How San Francisco’s free rides system can help us understand anarchist theory and the work of the late, great James C Scott

n the summer of 1999, with nowhere to go between my second and third year in college, I decided to stay with my sister who was living with a couple of roommates in an apartment in Berkeley, California. Soon, I was fortunate to land a summer internship at the San Francisco office of Amnesty International, then located just across the bay in the city’s downtown.

The internship was unpaid, and my student visa barred me from getting a paid job. To earn my keep – or, more modestly, my next lunch – I often went straight to the campus of the University of California, Berkeley after work to be a subject in psychology experiments. Labs would pay $15 in cash for filling out a survey, or $20 if they had to clamp down my fingers with electrical sensors before displaying images on a screen. I would have bought a ticket for the chance to see what labs at a vaunted university were doing behind secured doors, but instead they were paying me for it.

To get to San Francisco, I joined in the daily ritual of the commuting masses on BART (the Bay Area Rapid Transit system), the morning solemnity interspersed with outbursts of underground performances and conductor announcements. But a few weeks into my internship, I heard about an intriguing alternative to BART: the Berkeley carpool, a free ride.

This was before Google, so the only way to find out how carpooling worked was to show up. Here’s what I discovered: you walk to a designated spot – a quiet residential street in North Berkeley – during the regular morning commuting hour. There, you’d find a tidy line of people on the sidewalk, and alongside it a lineup of cars by the curb. There are no signs, no instructions. One by one, a person gets into a car at the front of the line and the car takes off; the line keeps moving as more people and cars replenish it at the back. Everything moves along swiftly. When it’s your turn, you get in the first car in line – no swapping spots, you get what you get – and greet the driver. There are two destination options, both in the heart of San Francisco, and you tell the driver which one you’re headed to.

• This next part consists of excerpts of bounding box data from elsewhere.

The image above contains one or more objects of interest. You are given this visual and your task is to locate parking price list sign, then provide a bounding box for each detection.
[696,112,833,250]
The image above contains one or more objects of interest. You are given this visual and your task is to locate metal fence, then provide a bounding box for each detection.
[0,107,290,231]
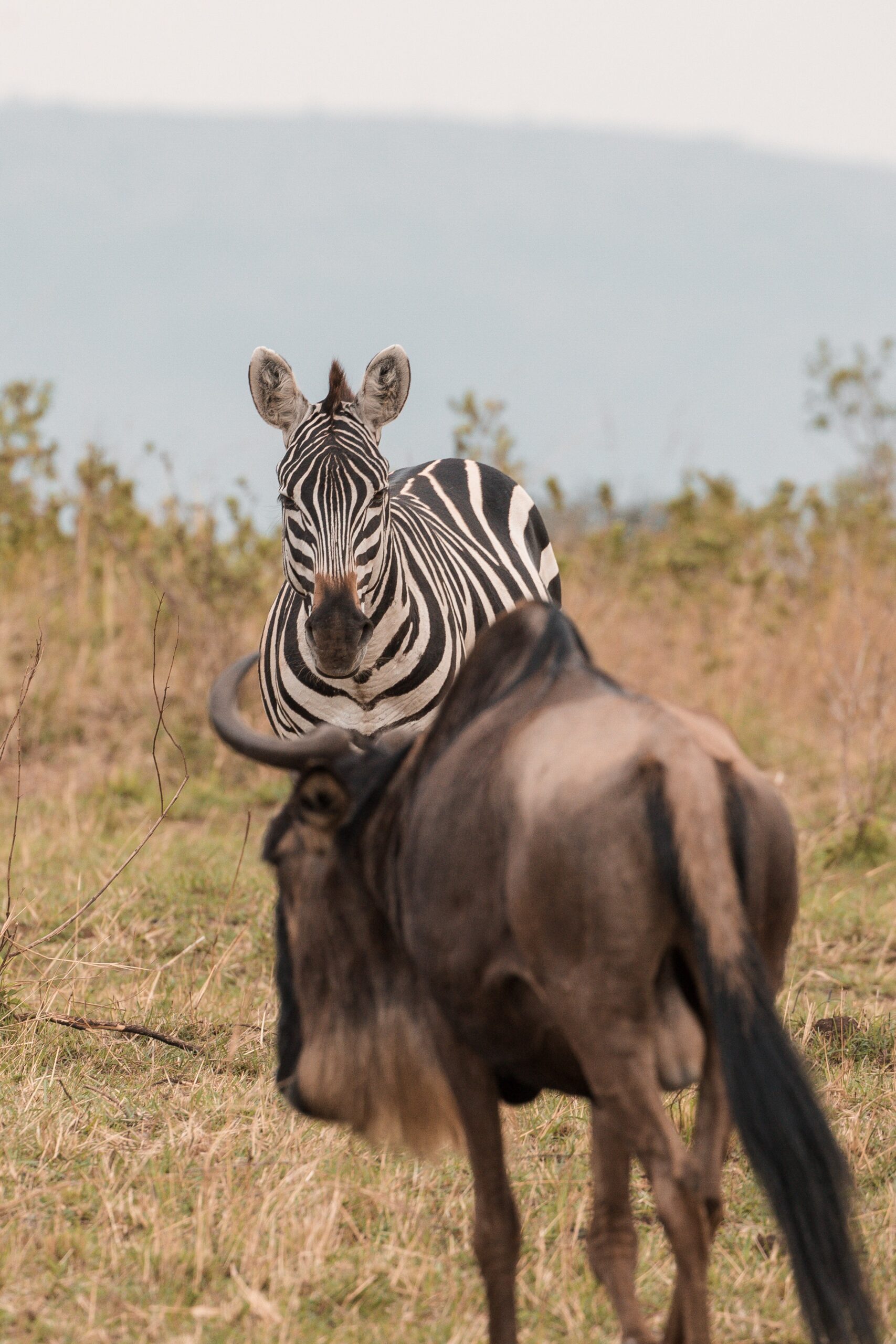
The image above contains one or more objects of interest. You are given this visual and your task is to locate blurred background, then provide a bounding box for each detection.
[0,0,896,513]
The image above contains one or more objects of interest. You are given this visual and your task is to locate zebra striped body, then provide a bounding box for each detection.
[250,346,560,737]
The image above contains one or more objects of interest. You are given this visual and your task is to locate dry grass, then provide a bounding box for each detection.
[0,543,896,1344]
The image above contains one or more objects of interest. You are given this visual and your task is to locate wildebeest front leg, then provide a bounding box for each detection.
[662,1040,731,1344]
[587,1106,653,1344]
[439,1043,520,1344]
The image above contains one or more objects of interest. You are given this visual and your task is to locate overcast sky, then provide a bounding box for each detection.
[0,0,896,165]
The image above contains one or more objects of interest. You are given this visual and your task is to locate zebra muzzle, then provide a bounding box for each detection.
[305,575,373,677]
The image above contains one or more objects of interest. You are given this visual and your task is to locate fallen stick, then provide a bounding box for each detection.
[14,1012,199,1055]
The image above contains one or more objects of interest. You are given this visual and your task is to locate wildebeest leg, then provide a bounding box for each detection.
[587,1106,653,1344]
[439,1040,520,1344]
[662,1040,731,1344]
[555,1011,709,1344]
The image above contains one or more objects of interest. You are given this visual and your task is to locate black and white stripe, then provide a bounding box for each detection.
[252,346,560,737]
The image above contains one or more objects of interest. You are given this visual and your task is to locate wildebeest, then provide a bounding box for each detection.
[211,603,876,1344]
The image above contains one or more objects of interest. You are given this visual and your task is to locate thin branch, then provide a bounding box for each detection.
[20,774,189,953]
[0,615,189,969]
[0,632,43,761]
[208,808,252,957]
[152,593,187,812]
[14,1012,200,1055]
[0,632,43,930]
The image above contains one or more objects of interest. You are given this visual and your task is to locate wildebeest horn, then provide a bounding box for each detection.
[208,653,353,770]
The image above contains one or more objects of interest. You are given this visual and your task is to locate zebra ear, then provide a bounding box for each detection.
[248,345,308,434]
[355,345,411,434]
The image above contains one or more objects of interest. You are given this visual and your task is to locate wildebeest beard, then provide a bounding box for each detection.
[265,800,463,1153]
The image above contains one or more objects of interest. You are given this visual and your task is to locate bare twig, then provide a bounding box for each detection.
[0,632,43,941]
[17,774,189,954]
[0,615,189,969]
[152,593,187,812]
[15,1012,200,1055]
[0,633,43,761]
[208,809,252,957]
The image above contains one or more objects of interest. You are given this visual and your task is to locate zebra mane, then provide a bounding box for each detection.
[321,359,355,415]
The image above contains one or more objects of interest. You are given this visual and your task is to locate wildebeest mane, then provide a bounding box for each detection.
[425,602,625,761]
[337,602,625,862]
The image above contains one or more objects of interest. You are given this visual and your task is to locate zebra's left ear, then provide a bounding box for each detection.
[355,345,411,434]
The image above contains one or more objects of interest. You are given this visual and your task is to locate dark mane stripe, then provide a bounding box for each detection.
[321,359,355,415]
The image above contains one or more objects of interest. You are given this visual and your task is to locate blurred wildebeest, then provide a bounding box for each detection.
[211,605,874,1344]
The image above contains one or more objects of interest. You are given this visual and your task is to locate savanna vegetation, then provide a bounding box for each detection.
[0,345,896,1344]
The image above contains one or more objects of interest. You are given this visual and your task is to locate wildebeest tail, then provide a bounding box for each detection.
[648,749,877,1344]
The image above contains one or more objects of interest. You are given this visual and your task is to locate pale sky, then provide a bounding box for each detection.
[0,0,896,165]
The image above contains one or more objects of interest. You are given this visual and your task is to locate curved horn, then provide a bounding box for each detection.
[208,653,352,770]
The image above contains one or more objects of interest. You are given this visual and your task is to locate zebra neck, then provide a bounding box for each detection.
[367,524,420,645]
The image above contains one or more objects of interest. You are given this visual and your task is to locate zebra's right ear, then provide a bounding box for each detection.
[248,345,308,437]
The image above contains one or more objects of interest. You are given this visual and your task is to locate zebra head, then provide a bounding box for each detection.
[248,345,411,677]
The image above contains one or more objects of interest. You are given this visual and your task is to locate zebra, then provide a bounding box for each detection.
[248,345,560,738]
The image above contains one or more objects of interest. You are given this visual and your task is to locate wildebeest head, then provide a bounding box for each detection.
[209,656,461,1152]
[209,605,584,1150]
[248,345,411,679]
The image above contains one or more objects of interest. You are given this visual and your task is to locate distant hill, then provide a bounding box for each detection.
[0,105,896,518]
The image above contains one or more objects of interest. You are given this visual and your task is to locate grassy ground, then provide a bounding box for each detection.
[0,574,896,1344]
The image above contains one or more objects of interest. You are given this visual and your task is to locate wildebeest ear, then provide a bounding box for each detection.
[248,345,308,434]
[296,766,351,831]
[355,345,411,434]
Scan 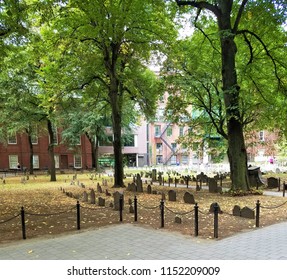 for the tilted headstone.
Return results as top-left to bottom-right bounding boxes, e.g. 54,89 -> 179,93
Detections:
208,178 -> 218,193
147,185 -> 152,194
241,206 -> 255,219
83,191 -> 88,202
209,202 -> 223,214
90,189 -> 96,204
98,197 -> 106,206
97,183 -> 103,193
168,190 -> 176,201
232,205 -> 241,217
183,192 -> 195,204
113,192 -> 124,210
267,177 -> 279,189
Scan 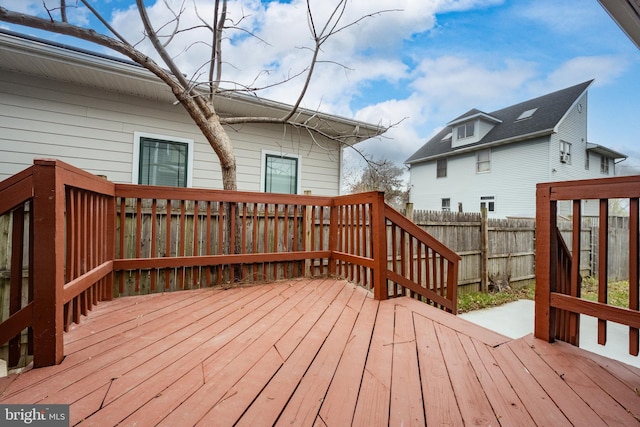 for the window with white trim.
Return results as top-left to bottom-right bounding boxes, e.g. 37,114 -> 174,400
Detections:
560,141 -> 571,164
456,122 -> 475,139
132,132 -> 193,187
476,148 -> 491,173
480,196 -> 496,212
436,159 -> 447,178
600,156 -> 611,175
260,150 -> 301,194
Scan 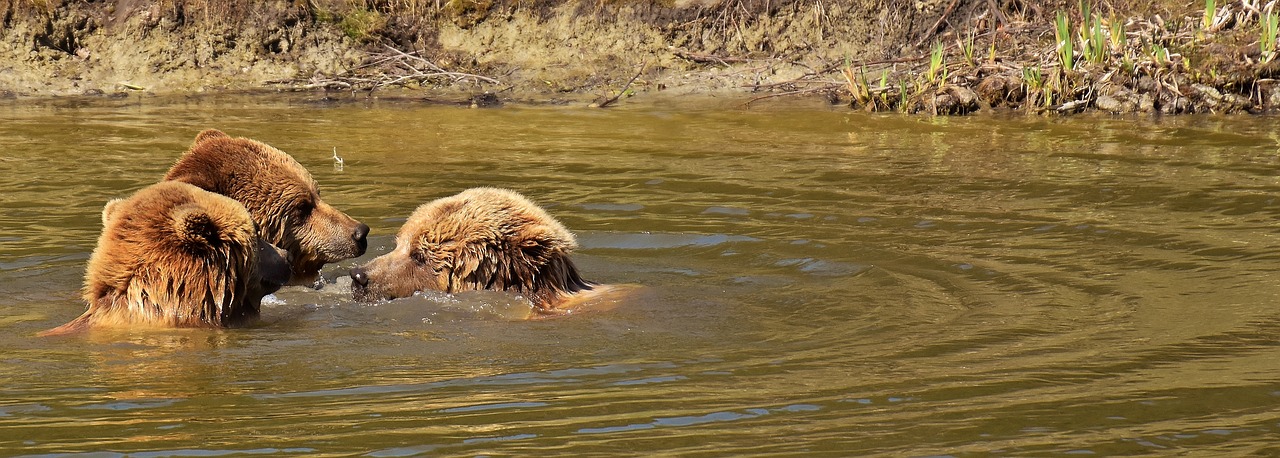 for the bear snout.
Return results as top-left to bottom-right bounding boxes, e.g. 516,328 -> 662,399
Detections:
257,239 -> 292,290
351,267 -> 369,288
351,223 -> 369,257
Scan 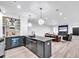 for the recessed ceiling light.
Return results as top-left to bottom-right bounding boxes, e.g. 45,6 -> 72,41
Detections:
64,17 -> 67,19
59,12 -> 63,16
3,10 -> 6,13
17,5 -> 21,9
38,19 -> 44,25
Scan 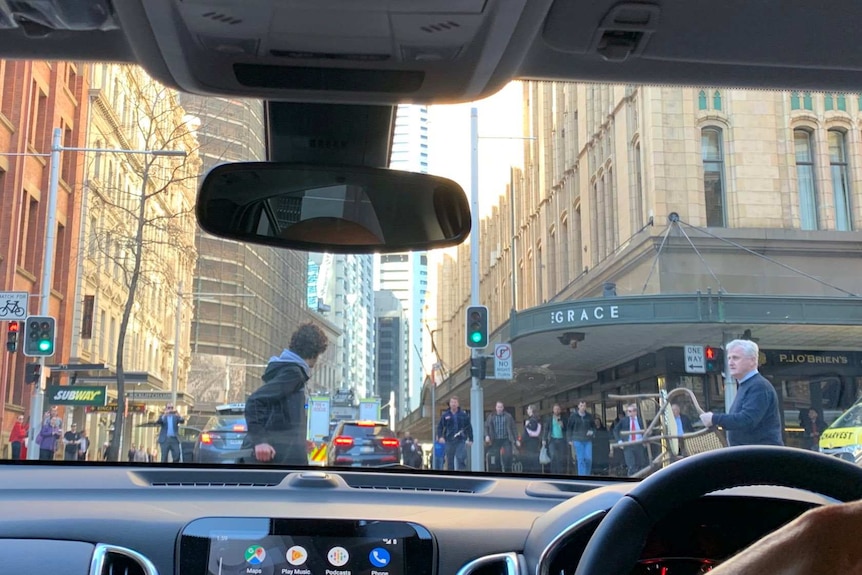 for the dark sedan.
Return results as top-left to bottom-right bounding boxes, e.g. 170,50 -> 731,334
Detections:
194,414 -> 247,463
326,421 -> 399,467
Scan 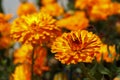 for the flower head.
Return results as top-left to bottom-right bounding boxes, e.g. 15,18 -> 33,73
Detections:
10,65 -> 31,80
0,13 -> 11,49
52,30 -> 101,64
17,2 -> 37,16
11,12 -> 61,44
96,44 -> 117,62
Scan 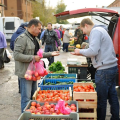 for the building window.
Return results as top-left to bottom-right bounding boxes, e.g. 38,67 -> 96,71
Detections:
4,0 -> 7,10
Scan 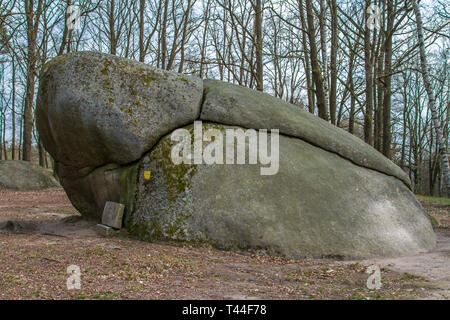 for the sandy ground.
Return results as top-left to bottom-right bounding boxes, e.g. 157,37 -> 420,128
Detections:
0,190 -> 450,299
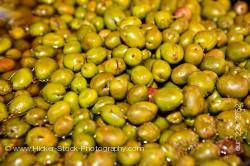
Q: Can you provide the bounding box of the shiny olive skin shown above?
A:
[104,58,126,75]
[168,129,199,153]
[171,63,198,85]
[63,53,85,72]
[217,74,248,98]
[0,79,12,95]
[127,101,158,125]
[9,94,35,115]
[3,151,36,166]
[208,98,240,114]
[11,68,33,90]
[120,25,146,48]
[0,102,8,122]
[156,43,184,64]
[181,85,205,117]
[34,58,58,80]
[4,118,30,138]
[139,144,166,166]
[130,65,153,85]
[226,41,250,62]
[86,47,108,65]
[90,72,114,96]
[101,105,126,127]
[194,114,216,139]
[73,133,95,153]
[36,150,60,165]
[151,60,171,82]
[104,6,125,30]
[137,122,160,143]
[127,85,148,104]
[41,83,66,103]
[73,119,97,138]
[153,87,183,112]
[216,110,247,139]
[95,125,127,147]
[109,75,128,100]
[54,115,74,136]
[194,31,217,50]
[193,142,220,161]
[187,71,215,95]
[184,43,204,66]
[25,107,46,126]
[25,127,57,147]
[47,101,71,124]
[70,73,87,93]
[86,150,115,166]
[117,140,141,165]
[92,96,115,114]
[64,151,86,166]
[50,69,74,86]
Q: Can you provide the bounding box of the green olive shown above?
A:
[79,88,98,108]
[127,101,158,125]
[95,125,127,147]
[120,25,146,48]
[47,101,71,124]
[156,43,184,64]
[34,58,58,80]
[11,68,33,90]
[41,83,66,103]
[9,94,35,114]
[25,127,57,147]
[153,87,183,112]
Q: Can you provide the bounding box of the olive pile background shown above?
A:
[0,0,250,166]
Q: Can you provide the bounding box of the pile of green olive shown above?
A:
[0,0,250,166]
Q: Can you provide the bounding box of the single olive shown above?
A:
[0,102,8,122]
[41,82,66,103]
[36,150,60,165]
[3,151,36,166]
[85,150,115,166]
[192,141,220,161]
[0,79,12,95]
[9,94,35,115]
[78,88,98,108]
[63,53,85,72]
[25,127,57,147]
[156,42,184,64]
[194,114,216,139]
[11,68,33,90]
[216,110,247,139]
[117,140,142,165]
[187,71,215,95]
[73,119,97,138]
[139,143,167,166]
[47,101,71,124]
[181,85,205,117]
[25,107,46,126]
[171,63,198,85]
[64,150,86,166]
[137,122,160,143]
[3,118,30,138]
[101,105,126,127]
[95,125,127,147]
[86,47,108,65]
[34,58,58,80]
[127,101,158,125]
[153,87,183,112]
[131,65,153,86]
[217,74,248,98]
[120,25,146,48]
[50,69,74,86]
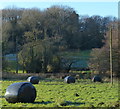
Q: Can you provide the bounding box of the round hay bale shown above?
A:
[5,82,36,103]
[92,76,102,82]
[27,76,39,84]
[64,76,75,84]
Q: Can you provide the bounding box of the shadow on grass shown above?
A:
[59,101,85,106]
[66,101,85,105]
[33,101,53,104]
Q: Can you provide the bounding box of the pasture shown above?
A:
[0,79,119,109]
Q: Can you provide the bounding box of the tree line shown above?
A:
[2,6,116,72]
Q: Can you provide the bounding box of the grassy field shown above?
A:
[0,79,119,109]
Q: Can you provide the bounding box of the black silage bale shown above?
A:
[92,76,102,82]
[64,76,75,83]
[27,76,39,84]
[5,82,36,103]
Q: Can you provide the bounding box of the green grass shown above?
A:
[0,80,118,108]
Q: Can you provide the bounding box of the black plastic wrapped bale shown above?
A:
[5,82,36,103]
[64,76,75,83]
[92,76,102,82]
[27,76,39,84]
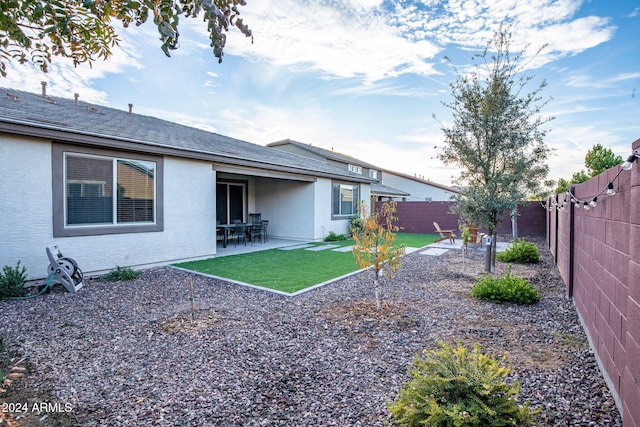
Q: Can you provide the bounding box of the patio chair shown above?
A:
[433,221,456,243]
[249,223,262,245]
[249,213,262,225]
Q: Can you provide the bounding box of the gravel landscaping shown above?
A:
[0,242,622,426]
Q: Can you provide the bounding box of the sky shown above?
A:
[0,0,640,185]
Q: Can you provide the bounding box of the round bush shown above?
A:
[388,343,532,427]
[471,266,540,304]
[496,239,540,264]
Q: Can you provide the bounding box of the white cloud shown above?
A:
[227,0,440,82]
[0,27,142,104]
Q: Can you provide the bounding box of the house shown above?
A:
[0,85,375,279]
[267,139,458,202]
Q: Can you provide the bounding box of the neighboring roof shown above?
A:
[371,183,411,197]
[267,139,380,170]
[0,88,374,182]
[382,169,460,194]
[267,139,459,195]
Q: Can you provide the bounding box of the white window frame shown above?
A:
[51,142,164,237]
[348,164,362,175]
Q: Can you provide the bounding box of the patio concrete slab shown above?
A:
[305,245,340,251]
[427,239,511,252]
[278,243,313,251]
[332,245,353,252]
[420,248,449,256]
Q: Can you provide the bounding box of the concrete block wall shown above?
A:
[376,202,546,237]
[547,139,640,427]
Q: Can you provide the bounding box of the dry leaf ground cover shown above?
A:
[0,239,621,426]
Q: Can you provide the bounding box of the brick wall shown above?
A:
[547,139,640,427]
[376,202,547,237]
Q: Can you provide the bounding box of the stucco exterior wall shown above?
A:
[382,171,452,202]
[255,178,316,240]
[0,135,216,279]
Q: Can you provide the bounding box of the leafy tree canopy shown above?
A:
[0,0,251,77]
[555,144,622,193]
[439,27,552,272]
[584,144,622,176]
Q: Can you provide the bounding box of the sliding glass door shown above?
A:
[216,182,247,224]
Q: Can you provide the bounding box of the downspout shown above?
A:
[567,186,576,299]
[549,195,556,265]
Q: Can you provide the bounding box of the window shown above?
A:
[53,144,163,237]
[349,165,362,175]
[332,183,360,216]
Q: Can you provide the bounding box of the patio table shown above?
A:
[216,224,238,248]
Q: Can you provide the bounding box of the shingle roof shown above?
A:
[382,169,460,193]
[0,88,373,182]
[267,139,380,170]
[371,183,411,197]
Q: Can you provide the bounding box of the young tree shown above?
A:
[584,144,622,176]
[555,144,622,194]
[0,0,251,76]
[352,201,405,310]
[439,27,552,271]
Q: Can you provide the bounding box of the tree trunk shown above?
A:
[491,230,498,274]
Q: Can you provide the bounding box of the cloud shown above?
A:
[228,0,441,82]
[0,30,143,105]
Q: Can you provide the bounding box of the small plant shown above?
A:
[471,266,540,304]
[0,261,27,298]
[349,215,364,236]
[0,336,10,385]
[496,239,540,264]
[388,342,532,427]
[102,266,140,282]
[324,231,347,242]
[351,201,405,311]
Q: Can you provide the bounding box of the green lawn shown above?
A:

Then it’s a 20-minute ride across the Bay Bridge, past Treasure Island and into San Francisco, with glimpses of the bay, the sky and the downtown. The genius of this system was that, while the rider got a free ride, the driver got reduced highway tolls and a faster ride into the city for taking in a passenger and using the express carpool lane during rush hour. It enabled a true win-win situation for the two parties, with an extra win for the environment, to the extent that it reduced the number of cars on the road. It worked beautifully.

There was an implicit norm, I soon learned: you did not make conversation with the driver, and the driver did not make conversation with you. Almost without exception, these rides were quiet ones, focused on getting from here to there. This served me just fine; I didn’t care much for small talk at 8 am, not before my morning coffee. Nevertheless, it was a constant source of wonderment that total strangers could reliably give me rides to work, only to be never seen again. There was a potential for a story to emerge if a pair decided to converse, but for me the rides were the story.

I’d play a mental game of luck: joining the line, I’d count the number of people in front of me, then count up to the car that would be my ride. Would this be my lucky day? The luckiest day – grant that I was 20 – was a ride in a sparkling Jaguar. The unluckiest I ever got was being covered in cat hair in a vehicle that was likely better off decommissioned, which was not so bad, all things considered.